Carandang’s MLAC Institute for Psychosocial Services, Inc. will hold the Parenting Academy 3 forum on “The Power of Compassionate Discipline” on March 4, Saturday, 8:30 a.m.-4:30 p.m., at the Henry Sy auditorium of St. Luke’s Medical Center, Global City in Taguig City.


Carandang said compassionate discipline goes beyond correcting a child’s wrongdoing. More important in raising a child is affirming actions whenever he or she does what is right, Carandang explained.


“Compassionate discipline goes deeper into the child’s thinking, feeling and own way of understanding the need to follow a certain behavior. Discipline that is compassionate leads to self-discipline and self-respect,” she said.


“Discipline is knowing when to say ‘no’ and when to say ‘yes’ to a child,” noted Carandang, president and founder of Mindfulness, Love and Compassion (MLAC) Institute for Psychosocial Services, Inc. (The Philippine Social Service Council named Carandang National Social Scientist for Psychology in 1995.)




Trouble usually begins when the parent thinks of discipline simply as correcting wrong behavior through punitive action and disregarding a child’s good actions, believing these should be a given in the first place.


Carandang warned that when a child gets used only to being punished for bad behavior, “the child obeys because of fear. And if fear is the only motivation (for doing something right), the child complies only because he or she is afraid. And only at that moment. When the person feared is absent, the child might not comply. That is the kind of discipline that (many of us) are used to.”


Carandang said this kind of discipline also explains why some adults run through a red light when there is no traffic cop, or some employees choose to shoot the breeze when the boss is not around.


The key word is affirmation, Carandang stressed. It helps both parent and child when a child’s good behavior, decisions and words are acknowledged and praised. The child grows up integrating good values into actions and decisions because of affirmation from the adult being looked up to.


“Compassionate discipline is mindful discipline,” Carandang said.


For example, teaching a child to be honest through words and action and eventually acknowledging good deeds when telling the truth reinforce the lesson at an immediate and personal level.


“The child tells himself, ‘I’m doing this because I understand this is good for me and for the family. This is a good rule and I will follow it,’” the psychologist said.


Not reward


Carandang was quick to clarify that compassionate discipline is not in the same league as reward and punishment.


“Reward and punishment focus only on the behavior, while compassionate discipline is also about the underlying need to understand why a child matters,” she said.
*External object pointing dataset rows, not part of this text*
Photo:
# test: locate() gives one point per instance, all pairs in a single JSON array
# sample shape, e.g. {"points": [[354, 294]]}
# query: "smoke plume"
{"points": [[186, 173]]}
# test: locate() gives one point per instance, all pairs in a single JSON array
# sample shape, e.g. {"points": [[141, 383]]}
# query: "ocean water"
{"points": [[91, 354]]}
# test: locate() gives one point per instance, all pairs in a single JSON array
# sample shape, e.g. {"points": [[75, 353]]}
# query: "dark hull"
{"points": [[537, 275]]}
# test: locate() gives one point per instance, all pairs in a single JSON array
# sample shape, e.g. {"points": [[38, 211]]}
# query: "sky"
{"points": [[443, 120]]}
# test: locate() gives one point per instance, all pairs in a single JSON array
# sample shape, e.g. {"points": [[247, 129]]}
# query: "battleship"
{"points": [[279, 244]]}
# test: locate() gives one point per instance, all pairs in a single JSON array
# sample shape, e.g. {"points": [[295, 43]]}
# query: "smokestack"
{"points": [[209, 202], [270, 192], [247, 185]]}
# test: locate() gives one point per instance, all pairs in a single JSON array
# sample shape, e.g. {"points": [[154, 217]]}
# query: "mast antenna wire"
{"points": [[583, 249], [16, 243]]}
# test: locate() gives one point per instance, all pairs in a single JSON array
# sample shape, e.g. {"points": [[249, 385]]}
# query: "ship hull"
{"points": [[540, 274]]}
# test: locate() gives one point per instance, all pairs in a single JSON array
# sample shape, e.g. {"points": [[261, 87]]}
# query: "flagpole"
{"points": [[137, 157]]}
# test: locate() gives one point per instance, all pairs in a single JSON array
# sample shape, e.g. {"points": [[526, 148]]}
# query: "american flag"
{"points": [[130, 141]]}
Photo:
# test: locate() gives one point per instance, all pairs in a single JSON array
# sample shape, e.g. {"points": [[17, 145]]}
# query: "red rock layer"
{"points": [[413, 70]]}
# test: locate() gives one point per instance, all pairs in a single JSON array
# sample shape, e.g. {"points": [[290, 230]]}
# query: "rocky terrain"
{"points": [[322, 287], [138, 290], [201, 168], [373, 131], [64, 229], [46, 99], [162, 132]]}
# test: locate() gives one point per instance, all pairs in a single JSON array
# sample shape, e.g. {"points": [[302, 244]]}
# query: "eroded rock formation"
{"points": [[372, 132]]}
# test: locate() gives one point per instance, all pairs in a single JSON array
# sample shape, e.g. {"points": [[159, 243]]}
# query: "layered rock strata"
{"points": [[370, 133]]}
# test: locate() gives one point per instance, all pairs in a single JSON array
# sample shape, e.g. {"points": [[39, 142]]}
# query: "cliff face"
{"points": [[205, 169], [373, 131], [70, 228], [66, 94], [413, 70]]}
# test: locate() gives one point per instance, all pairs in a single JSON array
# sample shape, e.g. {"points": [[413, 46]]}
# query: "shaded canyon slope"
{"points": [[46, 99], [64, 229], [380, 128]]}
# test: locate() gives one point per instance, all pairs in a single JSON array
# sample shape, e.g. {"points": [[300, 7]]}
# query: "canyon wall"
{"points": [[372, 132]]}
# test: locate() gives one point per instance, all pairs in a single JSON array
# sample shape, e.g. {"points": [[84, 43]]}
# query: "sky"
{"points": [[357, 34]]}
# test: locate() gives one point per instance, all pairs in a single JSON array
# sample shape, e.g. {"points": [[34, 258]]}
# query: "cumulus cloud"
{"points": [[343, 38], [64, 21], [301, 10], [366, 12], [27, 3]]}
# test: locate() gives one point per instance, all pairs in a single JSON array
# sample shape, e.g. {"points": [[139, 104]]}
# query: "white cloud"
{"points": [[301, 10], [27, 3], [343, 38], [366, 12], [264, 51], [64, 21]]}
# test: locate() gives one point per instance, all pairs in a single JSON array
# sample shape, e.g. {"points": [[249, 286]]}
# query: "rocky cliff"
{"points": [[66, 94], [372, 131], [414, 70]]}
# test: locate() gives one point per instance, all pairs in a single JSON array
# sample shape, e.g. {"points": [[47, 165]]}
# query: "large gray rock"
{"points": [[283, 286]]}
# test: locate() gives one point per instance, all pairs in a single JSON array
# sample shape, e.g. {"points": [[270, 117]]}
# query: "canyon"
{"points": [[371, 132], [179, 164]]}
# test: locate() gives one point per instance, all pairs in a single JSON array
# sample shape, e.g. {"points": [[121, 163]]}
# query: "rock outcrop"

Carandang offered the case of a very bright child who always earned high grades and praises from the parents. On the third quarter of one school year however, the child’s grades dropped to 78 and 79. The parents were alarmed.


Carandang said the child was brought to her clinic. During their conversation, the child volunteered to “testing” the parents to see if they would still love him even if he was getting low grades.


The child also wanted assurance that he is loved and that he matters despite his high grades. It was a case beyond reward and punishment, the psychologist said.


Carandang said offering rewards for good behavior has its own caveat. “Reward is usually material and short-term. The child might even be doing the good deed just to get the reward. So, reward is not the same as affirmation,” she warned.


Affirmation means respecting the child’s ability “to understand and to think, and not just to obey,” Carandang said.


“Reward and punishment is for dogs. The child is more than his or her behavior. It’s about feelings. What kind of message is getting across? If it’s about doing something only to get an iPad or a higher allowance, that is external and superficial and does not connect with the innate goodness of the child,” she added.


So, how does a parent instill compassionate discipline that develops mindfulness and respect?


Make the child aware of how actions and decisions impact on other people, Carandang said.


Eventually, the parent realizes that the child has developed it “when he or she does a certain behavior without being told to and even without the parents’ presence. You will know that a value is already integrated in the child’s person. The child does the good deed even when nobody’s looking. The child teaches other children the behavior because he or she understands it,” Carandang added.